Questions you might ask:
- Why do we say “And also with you” so often?
- What if I don’t feel peaceful at the Peace?
- Why are there different dismissal options?
Why this matters now
Because God isn’t playing hide-and-seek with us. Because Advent pulls the future into the present and demands attention. Because our habits at prayer rewrite our habits in public. If we practice confession, we get better at truth. If we practice peace, we get braver at repair. If we practice thanksgiving, we get freer with money, time, and compassion. Liturgy is formation with a pulse.
How “Ask Fr. Tommy” works
- Write a question—anything about worship, sacraments, church architecture, vestments, candles, colors, postures, prayer, Scripture, the lectionary, the Prayer Book, incense, you name it.
- Drop it in the BLUE BAG in the sanctuary. Make it a ritual: scribble, fold, offer.
- Listen during announcements each Sunday in Advent. I’ll read a few, give straight answers, and—when needed—say, “Let’s learn this together,” and then we will.
Bring your kids’ questions too. “Why does the priest wash hands?” “What’s that bell for?” “Do angels come to church?” Children often ask what adults are afraid to say out loud. Let them lead us into honest wonder.
What this invites from you
- Attention. Look, really look, at what we do each week.
- Participation. Sing, respond, pray, taste, kneel or stand as you are able—fully present.
- Questions. Not to win arguments, but to deepen love.

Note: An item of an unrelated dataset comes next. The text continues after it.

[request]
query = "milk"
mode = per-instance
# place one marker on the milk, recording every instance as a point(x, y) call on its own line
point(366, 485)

- Offering. Place your whole life on that plate: story, grief, paycheck, laughter. God can work with real.
We’re not polishing a performance. We’re learning a language—the Church’s mother tongue—so we can speak hope fluently in Marshall County and beyond. Advent will move fast. Don’t coast. Engage.
Find a pen. Write the question that’s been tugging at you for years. Fold the paper. Walk it to the blue bag like you’re bringing an offering—because you are. Then come back to your pew ready to be surprised. The table is set. The story is alive. Let’s learn it, love it, and live it—together.